Question

A 100m long wire having cross-sectional area \( 6.25 \times 10^{-4} \, {m}^2 \) and Young's modulus is \( 10^{10} \, {Nm}^{-2} \) is subjected to a load of 250N, then the elongation in the wire will be:

• A. \( 6.25 \times 10^{-3} \, {m} \)
• B. \( 4 \times 10^{-4} \, {m} \)
• C. \( 6.25 \times 10^{-6} \, {m} \)
• D. \( 4 \times 10^{-3} \, {m} \)

Hint:

The elongation in a wire is directly proportional to the applied force and the original length, and inversely proportional to the cross-sectional area and Young's modulus.

Answer 1

The Correct Option is D

Step 1: Formula for elongation.
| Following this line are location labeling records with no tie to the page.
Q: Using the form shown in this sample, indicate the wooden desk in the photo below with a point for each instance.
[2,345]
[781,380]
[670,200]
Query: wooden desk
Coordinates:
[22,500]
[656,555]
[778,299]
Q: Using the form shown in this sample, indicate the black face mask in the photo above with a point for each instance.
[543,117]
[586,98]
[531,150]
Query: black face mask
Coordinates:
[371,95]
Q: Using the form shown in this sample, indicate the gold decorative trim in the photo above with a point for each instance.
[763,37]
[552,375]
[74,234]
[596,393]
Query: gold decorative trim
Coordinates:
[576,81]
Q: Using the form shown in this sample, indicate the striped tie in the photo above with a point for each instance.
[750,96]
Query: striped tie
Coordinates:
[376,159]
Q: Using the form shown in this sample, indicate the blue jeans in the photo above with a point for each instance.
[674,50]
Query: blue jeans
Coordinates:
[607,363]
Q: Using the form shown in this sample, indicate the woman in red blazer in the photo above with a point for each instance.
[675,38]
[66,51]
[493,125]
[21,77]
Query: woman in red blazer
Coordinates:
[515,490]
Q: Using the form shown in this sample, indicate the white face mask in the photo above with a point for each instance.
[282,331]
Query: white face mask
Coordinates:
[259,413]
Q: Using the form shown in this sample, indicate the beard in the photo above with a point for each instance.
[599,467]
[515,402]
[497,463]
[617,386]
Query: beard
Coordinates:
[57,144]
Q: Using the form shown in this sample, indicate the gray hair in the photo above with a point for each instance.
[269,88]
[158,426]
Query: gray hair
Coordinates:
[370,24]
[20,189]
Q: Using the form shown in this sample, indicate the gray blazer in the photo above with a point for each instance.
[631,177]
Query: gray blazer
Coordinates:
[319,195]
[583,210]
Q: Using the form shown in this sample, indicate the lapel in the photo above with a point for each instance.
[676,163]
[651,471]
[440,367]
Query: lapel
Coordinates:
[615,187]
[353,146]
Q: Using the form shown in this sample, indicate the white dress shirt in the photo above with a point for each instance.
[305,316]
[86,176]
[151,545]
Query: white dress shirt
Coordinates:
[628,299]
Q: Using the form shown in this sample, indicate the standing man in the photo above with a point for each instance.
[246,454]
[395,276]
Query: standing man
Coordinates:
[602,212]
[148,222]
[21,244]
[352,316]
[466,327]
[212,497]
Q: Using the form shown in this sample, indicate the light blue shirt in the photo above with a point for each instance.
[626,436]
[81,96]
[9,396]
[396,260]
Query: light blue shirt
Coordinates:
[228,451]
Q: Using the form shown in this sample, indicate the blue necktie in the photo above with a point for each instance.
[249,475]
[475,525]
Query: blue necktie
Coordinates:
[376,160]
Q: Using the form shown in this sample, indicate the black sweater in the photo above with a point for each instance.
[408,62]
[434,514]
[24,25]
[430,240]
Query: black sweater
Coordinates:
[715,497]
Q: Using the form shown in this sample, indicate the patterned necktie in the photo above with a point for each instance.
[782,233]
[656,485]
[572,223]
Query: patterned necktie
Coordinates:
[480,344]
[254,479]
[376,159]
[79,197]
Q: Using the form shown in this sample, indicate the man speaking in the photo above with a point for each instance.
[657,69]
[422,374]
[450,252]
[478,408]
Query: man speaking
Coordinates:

The elongation \( \Delta L \) in the wire can be calculated using the formula: \[ \Delta L = \frac{F L}{A Y} \] where: \( F = 250 \, {N} \) is the applied force, \( L = 100 \, {m} \) is the length of the wire, \( A = 6.25 \times 10^{-4} \, {m}^2 \) is the cross-sectional area of the wire, \( Y = 10^{10} \, {Nm}^{-2} \) is Young's modulus. 
Step 2: Substituting the values. \[ \Delta L = \frac{250 \times 100}{6.25 \times 10^{-4} \times 10^{10}} = \frac{25000}{6.25 \times 10^{6}} = 4 \times 10^{-3} \, {m} \] Thus, the elongation in the wire is \( 4 \times 10^{-3} \, {m} \).